Richards filed two motions Friday on behalf of Martinez. One asks that evidence obtained through the wiretaps be suppressed. The second motion asks that the charges be dismissed for violation of Martinez's due process.

Both motions hinge on Johnson. Wiretaps require police meet a higher standard of probable cause than an average search warrant, including demonstrating to a judge that other investigative techniques have proven unsuccessful.

Richards contends that the only other thing Johnson did to investigate Martinez was to arrange for an informant to twice buy drugs from another defendant.

The informant has been unwilling to testify and the only evidence offered of the drug transactions is Johnson's testimony from an April 2014 preliminary hearing for Martinez, who was ordered by a judge to stand trial.

Recorded conversations with that informant, which allegedly documented the drug purchases, were saved on Johnson's phone and a computer at his home in Riverdale, according to Johnson's testimony at the preliminary hearing.

Johnson, according to Richards' motions, said those devices were destroyed in a fire at his Riverdale home Jan. 23, 2014.

But Richards said a private investigator's report and photographs from the fire shows no property within the home was destroyed; the house only sustained some smoke and water damage, and some insulation fell from the ceiling.

Richards also says there is evidence that Johnson set the fire. The fire started when clothes were left against an open furnace, according to the private investigator's review of a report by fire investigators. Johnson's family was not at home at the time and neighbors told the investigator they saw Johnson run from the home and drive away as the neighbors were already starting to smell smoke.
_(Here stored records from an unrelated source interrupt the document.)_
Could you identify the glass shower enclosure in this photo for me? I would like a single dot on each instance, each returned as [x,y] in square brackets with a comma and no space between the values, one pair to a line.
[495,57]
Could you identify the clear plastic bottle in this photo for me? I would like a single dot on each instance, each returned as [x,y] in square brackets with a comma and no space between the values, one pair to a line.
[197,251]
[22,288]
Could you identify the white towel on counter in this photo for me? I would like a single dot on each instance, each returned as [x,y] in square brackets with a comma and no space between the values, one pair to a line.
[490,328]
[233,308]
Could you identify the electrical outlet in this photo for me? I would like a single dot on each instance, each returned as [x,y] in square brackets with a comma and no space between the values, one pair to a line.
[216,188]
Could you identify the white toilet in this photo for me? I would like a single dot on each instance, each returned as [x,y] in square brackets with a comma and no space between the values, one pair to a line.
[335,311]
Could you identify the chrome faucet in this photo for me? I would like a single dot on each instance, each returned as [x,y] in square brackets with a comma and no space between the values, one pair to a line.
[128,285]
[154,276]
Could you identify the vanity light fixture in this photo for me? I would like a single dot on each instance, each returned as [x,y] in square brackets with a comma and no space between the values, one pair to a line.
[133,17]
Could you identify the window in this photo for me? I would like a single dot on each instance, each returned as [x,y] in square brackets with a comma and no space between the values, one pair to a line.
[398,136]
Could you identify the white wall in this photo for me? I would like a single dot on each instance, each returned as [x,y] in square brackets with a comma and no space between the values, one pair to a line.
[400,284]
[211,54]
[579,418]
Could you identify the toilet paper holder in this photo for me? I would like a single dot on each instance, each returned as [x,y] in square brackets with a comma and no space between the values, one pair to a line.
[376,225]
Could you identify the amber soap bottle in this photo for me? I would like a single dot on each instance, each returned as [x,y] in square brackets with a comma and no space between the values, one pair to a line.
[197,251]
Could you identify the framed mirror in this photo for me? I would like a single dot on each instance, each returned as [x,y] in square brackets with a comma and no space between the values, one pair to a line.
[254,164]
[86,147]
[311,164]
Richards also accuses Johnson of lying in the wiretap application about the defendants' roles in Ogden Trece. In an interview Tuesday, prosecutors stipulated that neither Martinez nor his co-defendants belong to Ogden Trece, Richards said.

Richards said the wiretap warrant that netted charges against Martinez led to more suspects, and the strike force used information stemming from the Martinez case to obtain additional wiretap warrants.

The strike force "wouldn't have gotten that 20th or 30th wiretap if they hadn't gotten the original one," Richards said Tuesday.

Richards represents two other defendants netted with later wiretap warrants. Johnson was not the strike force agent who obtained those warrants, but Richards said he anticipates filing similar suppression motions in those two cases.

Neither motion filed Friday discusses the criminal charges against Johnson. Richards said the motions were written before Johnson was charged.

"I'm certainly going to bring it up when we have a hearing," Richards said.

An attorney for Johnson did not return messages seeking comment Tuesday.

In the criminal case filed against Johnson, court documents say he contacted a confidential informant who previously helped him on 15 drug stings and asked her to arrange to purchase the painkiller Oxycodone in May 2014 and again on July 5. But in those two cases, court documents say, Johnson did not ask the woman to fill out the police paperwork she completed in previous cases.

It is not clear if the confidential informant in the criminal case against Johnson is the same one used against Martinez and his co-defendants.

A summons has been issued ordering Johnson, 29, to appear in 2nd District Court in Ogden on March 4 before Judge W. Brent West.

Johnson — who resigned from the Ogden police department Jan. 15 — has not been charged with crimes related to the fire at his home.